Now it’s rumoured that Host has disappeared – possibly on gardening leave on full pay? – amid rumours that he’s useless. And of course there’s the “investigation” – run by even more consultants! – into the overspend at Redland Green. Although we already know whose fault it is – Peter Mooney’s employed personally by Heather Tomlinson.

There it is then. Millions upon millions blown on salaries and fees for increased numbers of council officer bureaucrats, a £6m overspend on Redland Green School, four rebuilt schools half empty courtesy of the Building Schools for the Future Programme, primary school results for kids in Bristol plummeting and GCSE results – when unspun – at a standstill.

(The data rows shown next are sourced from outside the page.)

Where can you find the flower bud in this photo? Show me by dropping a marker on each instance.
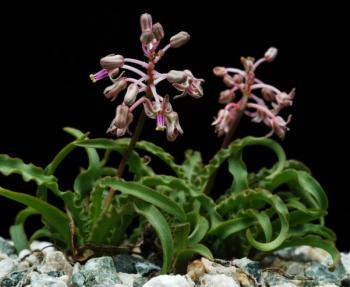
(220, 71)
(174, 76)
(270, 54)
(146, 37)
(131, 94)
(228, 81)
(146, 22)
(179, 39)
(158, 31)
(238, 79)
(226, 96)
(111, 62)
(113, 74)
(248, 63)
(121, 117)
(111, 92)
(268, 94)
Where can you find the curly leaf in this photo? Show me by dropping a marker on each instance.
(235, 150)
(135, 162)
(145, 193)
(201, 227)
(232, 226)
(302, 183)
(159, 223)
(192, 166)
(19, 237)
(53, 217)
(29, 172)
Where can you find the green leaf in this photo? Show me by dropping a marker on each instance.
(238, 169)
(303, 184)
(145, 193)
(201, 227)
(19, 237)
(232, 226)
(53, 217)
(235, 150)
(29, 172)
(135, 162)
(159, 223)
(22, 216)
(192, 166)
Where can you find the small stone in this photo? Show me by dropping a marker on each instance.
(6, 247)
(100, 271)
(127, 280)
(145, 268)
(195, 270)
(40, 280)
(77, 280)
(345, 282)
(243, 279)
(251, 267)
(345, 260)
(321, 273)
(139, 282)
(43, 246)
(218, 280)
(6, 266)
(13, 279)
(126, 263)
(167, 281)
(23, 254)
(55, 273)
(55, 261)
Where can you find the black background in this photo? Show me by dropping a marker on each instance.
(49, 52)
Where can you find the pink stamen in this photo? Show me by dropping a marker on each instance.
(99, 75)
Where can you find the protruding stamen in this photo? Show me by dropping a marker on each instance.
(99, 75)
(179, 39)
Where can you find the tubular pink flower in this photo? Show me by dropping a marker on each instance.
(266, 104)
(99, 75)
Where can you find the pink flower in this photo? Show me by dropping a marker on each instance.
(260, 107)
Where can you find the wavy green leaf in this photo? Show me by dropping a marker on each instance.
(145, 193)
(159, 223)
(19, 237)
(29, 172)
(53, 217)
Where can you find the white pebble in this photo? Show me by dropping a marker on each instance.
(217, 280)
(168, 280)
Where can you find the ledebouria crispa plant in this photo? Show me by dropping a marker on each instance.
(260, 101)
(141, 87)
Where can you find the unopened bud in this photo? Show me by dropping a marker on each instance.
(268, 94)
(111, 62)
(113, 75)
(146, 22)
(146, 37)
(174, 76)
(270, 54)
(158, 31)
(179, 39)
(248, 63)
(220, 71)
(228, 81)
(121, 117)
(226, 96)
(111, 92)
(238, 79)
(131, 94)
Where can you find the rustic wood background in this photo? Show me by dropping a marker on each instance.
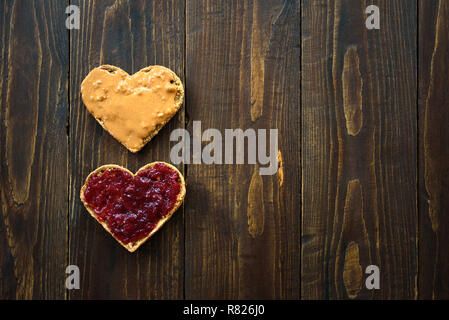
(363, 142)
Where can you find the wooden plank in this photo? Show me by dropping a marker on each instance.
(358, 149)
(433, 141)
(33, 149)
(242, 229)
(131, 35)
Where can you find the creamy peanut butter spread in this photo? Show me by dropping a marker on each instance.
(131, 108)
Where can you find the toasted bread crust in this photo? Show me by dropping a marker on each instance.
(179, 100)
(133, 246)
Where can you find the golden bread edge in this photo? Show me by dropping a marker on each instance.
(179, 100)
(133, 246)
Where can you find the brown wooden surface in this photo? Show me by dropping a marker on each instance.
(363, 146)
(433, 118)
(359, 142)
(33, 150)
(242, 227)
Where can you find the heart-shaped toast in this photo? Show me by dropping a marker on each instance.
(132, 108)
(132, 207)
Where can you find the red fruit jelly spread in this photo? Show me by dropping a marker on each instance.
(131, 206)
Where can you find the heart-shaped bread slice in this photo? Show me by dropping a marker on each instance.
(132, 108)
(132, 207)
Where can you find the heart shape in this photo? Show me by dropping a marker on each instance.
(132, 207)
(132, 108)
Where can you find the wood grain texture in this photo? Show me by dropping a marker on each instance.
(131, 35)
(33, 149)
(242, 229)
(433, 150)
(358, 149)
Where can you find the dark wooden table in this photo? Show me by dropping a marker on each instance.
(363, 122)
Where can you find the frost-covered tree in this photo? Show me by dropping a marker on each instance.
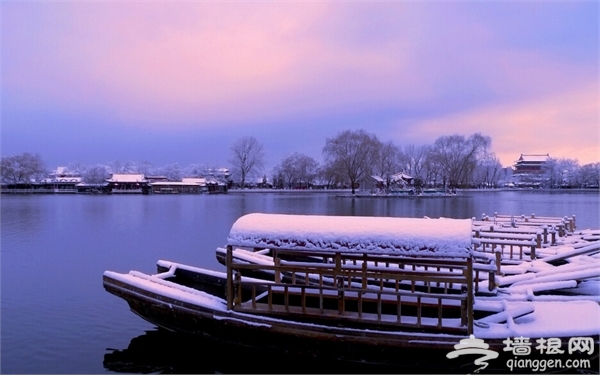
(247, 158)
(457, 157)
(352, 153)
(386, 161)
(297, 169)
(24, 167)
(96, 174)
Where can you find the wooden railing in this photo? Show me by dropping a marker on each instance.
(418, 293)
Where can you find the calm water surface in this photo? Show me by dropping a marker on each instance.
(57, 318)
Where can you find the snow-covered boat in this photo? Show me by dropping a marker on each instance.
(365, 289)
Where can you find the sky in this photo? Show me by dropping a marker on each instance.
(181, 81)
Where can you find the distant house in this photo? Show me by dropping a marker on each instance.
(189, 186)
(61, 181)
(398, 181)
(128, 184)
(531, 163)
(215, 185)
(185, 186)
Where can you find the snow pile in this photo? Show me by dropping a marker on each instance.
(382, 235)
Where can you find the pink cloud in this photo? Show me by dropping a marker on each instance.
(564, 125)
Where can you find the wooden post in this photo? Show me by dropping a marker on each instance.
(338, 277)
(276, 262)
(498, 263)
(238, 284)
(470, 299)
(229, 261)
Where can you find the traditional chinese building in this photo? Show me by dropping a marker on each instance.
(531, 163)
(128, 184)
(60, 181)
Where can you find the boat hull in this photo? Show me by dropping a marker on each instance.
(392, 350)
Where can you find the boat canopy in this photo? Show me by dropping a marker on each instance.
(376, 235)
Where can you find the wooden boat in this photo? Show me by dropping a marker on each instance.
(382, 291)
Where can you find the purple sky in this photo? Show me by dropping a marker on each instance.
(94, 82)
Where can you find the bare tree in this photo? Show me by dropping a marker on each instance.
(297, 169)
(413, 160)
(247, 157)
(386, 163)
(354, 152)
(22, 168)
(487, 171)
(96, 174)
(457, 156)
(589, 175)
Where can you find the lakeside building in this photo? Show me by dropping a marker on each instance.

Fiasco does not even begin to describe what is happening in Bristol’s Education Department. How is it allowed to happen? And what are the politicians doing about this? Since Tomlinson’s arrived we’ve had Tories, Labour and the Lib Dems run the education department. None of them seem to have the slightest idea what’s happening or what to do. They just let Tomlinson get on with spending a bloody fortune of our money how she pleases.

Surely Tomlinson must go? She’s wasted fucking millions and achieved nothing.

Education, education, education they said.

Bullshit, bullshit, bullshit we’ve got.

COMING SOON: The £1 million plus spent every year by Tomlinson on even more management consultants…

This entry was posted in Bristol, Education, Local government, Politics. Bookmark the permalink.

9 Responses to Mooney and the Bristol education loonies

  1. Crewe blog says:

    Hi Bristol blogger, interesting to follow your city on the main news today. Regarding the new school, I believe the new Sir William Stanier school to be built in Crewe will be along similar lines. The cost seems ridiculous, especially all those highly-paid assistants! Have added your blog to my “other towns and cities” list if that’s ok. Best wishes. Crewe blog.

  2. old misery guts says:

    And in the meantime, schools across Bristol will be making teaching staff redundant (or not replacing the ones that are leaving in droves), in order to set balanced budgets.

    Top article BB – this stuff needs exposing.

  3. Wow! I’m not usually in favour of making people unemployed but in the case of these people perhaps I’ll make an exception.

    Would we notice things going bad if we just sacked the lot and saved millions??

  4. Jozer says:

    “… Tomlinson’s predecessor, John Gaskin, who hurriedly resigned in early 2004 after Nick Gurney, his old boss at Portsmouth, was appointed as Chief Executive in Bristol.”

    What are you getting at?

  5. Bluebaldee says:

    I worked with Gaskin briefly.

    Effective and principled, wasn’t given enough time to sort things out in Bristol.

    He was hamstrung by the hopeless councillors around at the time, poor sod.

  6. thebristolblogger says:

    As I understand it, Gaskin left because he was not prepared to work with Gurney again because he’s totally bloody useless.

    Gurney, remember, was the fourth choice candidate (out of four) for the Chief Exec job according to the panel of independents who interviewed for the job.

    Their advice was ignored by councillors who wanted someone weak. They certainly got it with Gurney.

  7. tiddley-pompompom says:

    As an employee of the education department I can vouch for the accuracy of about 90 per cent of this article (the rest I don’t know enough detail on). Shame the Evening Post and local radio / TV don’t seem to have proper investigation journalists. This stuff needs exposing big and large.

  8. More than my job's worth says:

    Mooney was employed, or “rented” if you will, through Crapita?

    So you could say, Mooney is a rent boy.

    Like tiddley-pompompom (and you too, I’m sure) I too am an employee in of the LA and can vouch for most of what you’ve said in the last few days.

  9. Jozer says:

    Just out of interest, do any of these people actually have a background in education?